Marta Odziomek: W programie tegorocznej edycji festiwalu Rzeczywistość Przedstawiona są pana "Matki", "Niewierni" i "Tato nie wraca". W ciągu sześciu lat teatry wystawiły kilkanaście pańskich utworów. Skąd ta popularność? Piotr Rowicki: Mówienie o popularności to przesada. Jestem po prostu dość pracowity i w miarę regularny. To, że w Zabrzu na festiwalu są trzy sztuki mojego autorstwa, to czysty przypadek.

"Matki" mierzą się z mitem matki Polki, zaś "Tato nie wraca" traktuje o potrzebie ojca. Dlaczego postanowił wypowiedzieć się pan na te tematy?

- Sztuka "Matki" jest moja od początku do końca. Nikt jej u mnie nie zamawiał, nikt nie ponaglał, nikt nie oczekiwał, nie sprawdzał, nie podpowiadał. Napisałem, bo chciałem, bo miałem pomysł. No i od czasu "Chłopca Malowanego" miałem niedosyt związany z tym, że piszę na zamówienie, realizując czyjeś pomysły.

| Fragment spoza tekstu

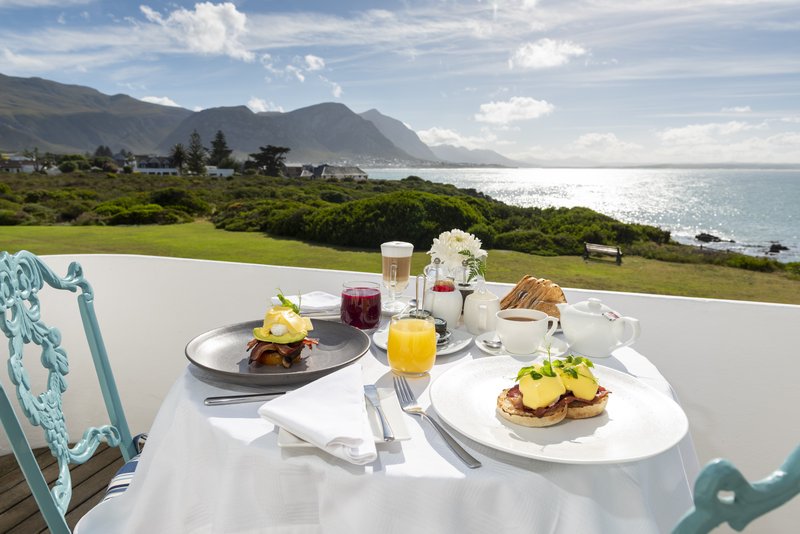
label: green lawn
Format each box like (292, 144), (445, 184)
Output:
(0, 222), (800, 304)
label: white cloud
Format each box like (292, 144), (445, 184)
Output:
(508, 38), (586, 70)
(659, 121), (763, 145)
(568, 133), (642, 162)
(139, 2), (255, 61)
(653, 132), (800, 163)
(305, 54), (325, 71)
(721, 106), (753, 113)
(0, 48), (50, 70)
(139, 96), (181, 108)
(475, 96), (555, 124)
(417, 126), (497, 149)
(247, 96), (283, 113)
(319, 76), (344, 98)
(286, 65), (306, 82)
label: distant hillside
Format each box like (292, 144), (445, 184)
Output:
(431, 145), (527, 167)
(0, 74), (536, 166)
(360, 109), (439, 161)
(158, 102), (422, 164)
(0, 74), (192, 153)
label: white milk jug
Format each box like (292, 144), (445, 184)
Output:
(464, 280), (500, 336)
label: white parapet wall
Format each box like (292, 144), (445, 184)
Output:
(0, 255), (800, 532)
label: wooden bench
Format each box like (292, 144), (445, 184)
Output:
(583, 243), (622, 265)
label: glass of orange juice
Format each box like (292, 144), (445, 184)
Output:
(386, 314), (436, 375)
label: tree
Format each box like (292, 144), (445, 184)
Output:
(208, 130), (233, 167)
(94, 145), (114, 159)
(186, 130), (206, 174)
(169, 143), (186, 174)
(250, 145), (290, 176)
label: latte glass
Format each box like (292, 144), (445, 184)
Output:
(381, 241), (414, 313)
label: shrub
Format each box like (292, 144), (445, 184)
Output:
(0, 208), (26, 226)
(108, 204), (191, 225)
(305, 191), (485, 248)
(495, 230), (558, 256)
(150, 187), (211, 215)
(58, 161), (78, 173)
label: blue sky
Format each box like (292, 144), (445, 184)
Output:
(0, 0), (800, 163)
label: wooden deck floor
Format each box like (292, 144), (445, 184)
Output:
(0, 444), (123, 534)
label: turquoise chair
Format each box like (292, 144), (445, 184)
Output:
(0, 251), (138, 534)
(672, 446), (800, 534)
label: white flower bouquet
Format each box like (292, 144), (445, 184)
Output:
(428, 229), (488, 282)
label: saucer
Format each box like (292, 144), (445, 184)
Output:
(475, 330), (569, 358)
(372, 327), (472, 356)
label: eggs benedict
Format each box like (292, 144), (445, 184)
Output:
(553, 355), (609, 419)
(247, 294), (319, 369)
(497, 355), (609, 427)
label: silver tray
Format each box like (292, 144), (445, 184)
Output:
(186, 320), (370, 386)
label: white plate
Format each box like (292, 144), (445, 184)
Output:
(372, 328), (472, 356)
(278, 388), (411, 447)
(431, 357), (689, 464)
(475, 330), (569, 358)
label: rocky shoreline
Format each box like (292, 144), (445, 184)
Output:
(694, 232), (790, 259)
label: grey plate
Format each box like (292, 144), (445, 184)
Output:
(186, 320), (370, 386)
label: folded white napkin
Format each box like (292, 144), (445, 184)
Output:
(258, 363), (378, 465)
(272, 291), (341, 313)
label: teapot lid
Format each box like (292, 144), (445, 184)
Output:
(572, 298), (617, 315)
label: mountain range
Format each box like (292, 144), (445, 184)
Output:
(0, 74), (526, 167)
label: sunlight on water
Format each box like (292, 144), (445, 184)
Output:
(368, 169), (800, 261)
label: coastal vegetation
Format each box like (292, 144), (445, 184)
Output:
(0, 221), (800, 304)
(0, 172), (800, 279)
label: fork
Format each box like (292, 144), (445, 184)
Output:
(393, 375), (481, 469)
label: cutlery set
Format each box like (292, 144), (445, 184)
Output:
(204, 375), (481, 469)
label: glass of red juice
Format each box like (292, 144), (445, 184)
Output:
(341, 282), (381, 330)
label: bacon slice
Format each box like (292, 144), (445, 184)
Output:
(247, 338), (319, 369)
(506, 384), (611, 417)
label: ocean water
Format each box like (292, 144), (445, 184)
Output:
(367, 168), (800, 262)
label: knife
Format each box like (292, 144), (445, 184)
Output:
(364, 384), (394, 441)
(203, 391), (286, 406)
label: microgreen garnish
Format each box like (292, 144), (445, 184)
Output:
(517, 356), (597, 383)
(278, 288), (300, 315)
(517, 365), (542, 382)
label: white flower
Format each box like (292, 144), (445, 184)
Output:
(428, 229), (487, 278)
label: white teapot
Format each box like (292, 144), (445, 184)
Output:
(556, 299), (641, 358)
(464, 280), (500, 336)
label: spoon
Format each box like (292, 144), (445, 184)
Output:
(482, 339), (503, 350)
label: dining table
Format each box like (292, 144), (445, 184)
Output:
(78, 312), (698, 534)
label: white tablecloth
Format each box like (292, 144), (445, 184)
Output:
(79, 338), (698, 534)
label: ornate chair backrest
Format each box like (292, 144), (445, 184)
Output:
(672, 446), (800, 534)
(0, 250), (136, 533)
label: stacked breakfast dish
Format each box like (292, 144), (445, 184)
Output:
(497, 355), (610, 427)
(247, 293), (319, 369)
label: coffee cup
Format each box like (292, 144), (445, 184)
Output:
(495, 308), (558, 354)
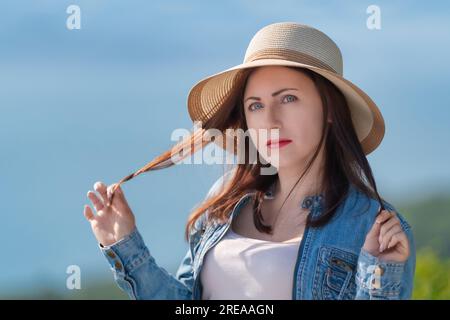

Monodram "Tato nie wraca" był inicjatywą grającej w nim Agnieszki Przepiórskiej. Nie miałem takiej koncepcji, że oto napisałem sztukę o matce, to może teraz do kompletu coś o ojcu. Potem jednak okazało się, że te sztuki są jakoś ze sobą ściśle powiązane, dialogują ze sobą i właśnie dlatego dyrektor zabrzańskiego Teatru Nowego Jerzy Makselon wpadł na pomysł, żeby je pokazać na jednym festiwalu, jednego dnia.

W "Tato nie wraca" opisuje pan osobiste przeżycia Agnieszki Przepiórskiej. Czy sztuki inspirowane życiem pisze się łatwiej?

- I łatwiej, i trudniej. Łatwiej, bo Agnieszka daje mi gotowy materiał: historie, zdarzenia, fakty. A trudniej, bo muszę te puzzle, które rozsypała przede mną, jakoś poukładać. Muszę znaleźć formę, język, postać musi mieć jakiś przebieg, rozwój, całość musi się trzymać dramaturgicznej osi, teatralnych prawideł, bez których nawet najbardziej pasjonująca historia nikogo nie zainteresuje. Trudność polegała na umiejętnym połączeniu i znalezieniu proporcji między prawdą a fikcją.

Trzeci tekst - "Niewierni" - jest opowieścią o apostatach, którzy wyrzekli się Kościoła katolickiego. To sztuka napisana na podstawie prawdziwych historii. Jak szukał pan bohaterów?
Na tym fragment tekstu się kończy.